しかし、ここに自動化の数字が完全には捉えていない万引き防止の特性がある。万引き犯を捕まえることは、取引ログを分析することとは違う。バックルームのインタビューで疑われる従業員の横領犯と向かい合い、マイクロ表情を読みながらリード・テクニックの質問シーケンスを実行することは、データウェアハウスで「スウィートハーティング」パターンを特定することとは違う。そしてデータはその二つを鋭く区別している。

AIがすでに掌握したタスク

万引き防止スペシャリストは50%の全体的なAI暴露の中で、51%の自動化リスクに直面している。[事実] これはこの職種を高い変革カテゴリーに入れる。しかし変革は均一ではない——二つの領域に強く集中し、他の二つにはほとんど触れていない。この分裂は、この職種にいるなら理解すべき最も重要なパターンだ。自分のスキルセットがどの側に位置するかを正確に評価することが、今後のキャリア戦略の出発点となる。

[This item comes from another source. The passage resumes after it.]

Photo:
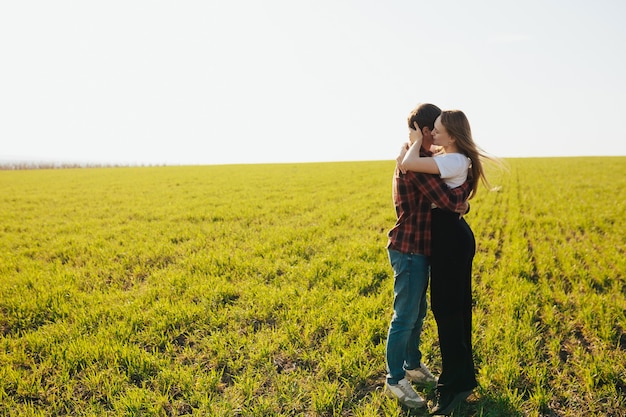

監視カメラとAI搭載の検出システムの監視が75%の自動化率でトップだ。[事実] これはここ5年間の小売警備の仕事をしてきた誰にとっても驚きではないだろう。現代の万引き防止は、コンピュータビジョンを使って隠匿行動を検出するSensormatic Solutions、Verkada、Sentry AI、Veesionなどのベンダーのシステムに依存している——バッグに商品を入れる、防犯タグを外す、高窃盗リスクのエンドキャップで長時間ウロウロするといった行動を検出し、法的に許可されている場所では顔認識で既知の違反者を特定し、異常な移動パターンをリアルタイムで警告する。人間のモニターはますますAIアラートに反応する人になりつつあり、映像フィードをスキャンする人ではなくなっている。現代の店舗運営センターに入ると、モニターウォールが減り、信頼スコア付きの分類されたアラートを示すダッシュボードが増えているのが見える。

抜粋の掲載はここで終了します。